Given that the wheat market peaked in the middle of November 2021, it has taken a long time to drift down slowly and, with spikes, has given lots of opportunities to improve your average selling price. Like some of my CMG pools, even if the remainder were sold at spot values, the average price would probably still be higher than achieved so far.
The last quarter of the second half (April to July) offers many possibilities for yet more volatility and price increases. Ethanol production in the UK has been disappointing so far. It was expected that both plants would have been operational from the beginning of this year, but only one has and it has been using maize as well as wheat. The other does not intend to start producing until March and will use wheat. So the demand in the UK balance sheet for wheat used in ethanol production has been reduced from1.3 million tonnes to 809,000 tonnes. Despite this, when you factor in known exports to date, the UK has no wheat surplus at the end of June!

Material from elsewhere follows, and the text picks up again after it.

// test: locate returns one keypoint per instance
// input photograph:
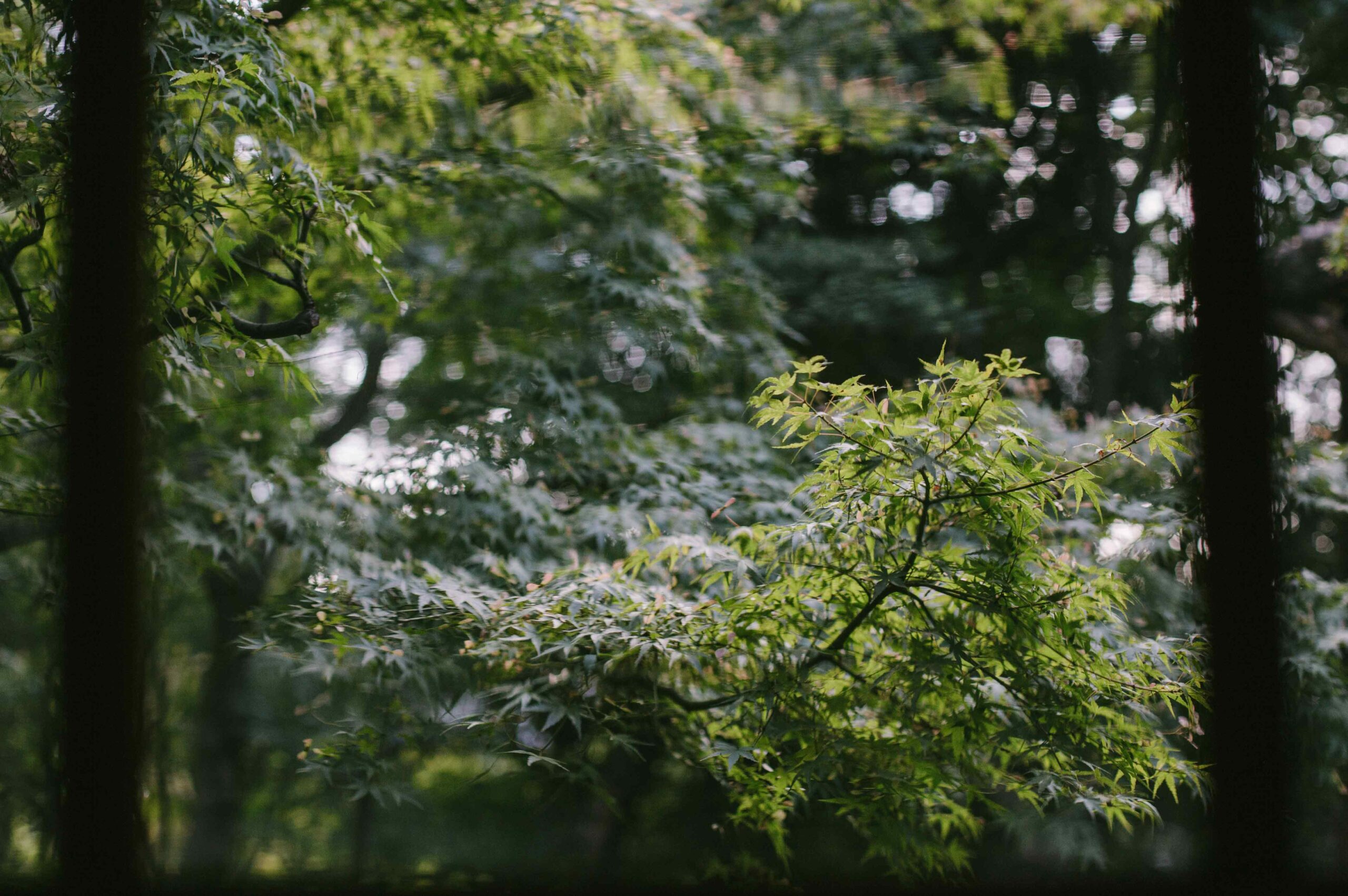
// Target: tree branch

As last year, the key test will come when all of the futures stores have been cleared of wheat at the end of May. It will then be a question of what’s left on farms or in end users’ stores to see us through until new crop is available. Last year the expected wheat stock was not there, and neither was the barley, so every ounce was used up, while eager buyers clamoured for the first cargos of French wheat and barley.
No one knows how much wheat has been imported into the UK so far. We know the expected milling must have come in as we didn’t have the quality, but the amount of feed is anyone’s guess. What we do know is that the imported price of wheat and maize are much higher than whatever our ex-farm prices are.
As I have said before, the biggest disappearing trick of all time is UK barley. Feed barley seems not to be there. Old crop malting barley demand has collapsed, so some of that is being flushed out, but where is the half million tonne surplus? Surely it cannot all have been fed on farm?
Until we have a “weather story” on new crop wheat and barley, I’m reluctant to start selling forward, when the differential between old and new crop is so high. Also, what “weather story” there is so far is not good. There are soil moisture deficits and unseasonably high temperatures in the North American Hard Red Winter wheat belt, the Balkans, Black Sea, Russia, Ukraine, Africa and the middle East, and Spain is more or less in drought.
Last but not least, The Russian parliament has placed a document in front of President Putin, requesting that that he officially recognises the Ukrainian regions of Donbas and Luhansk as being Russian. Russia has now made its first move and the markets hold their breath.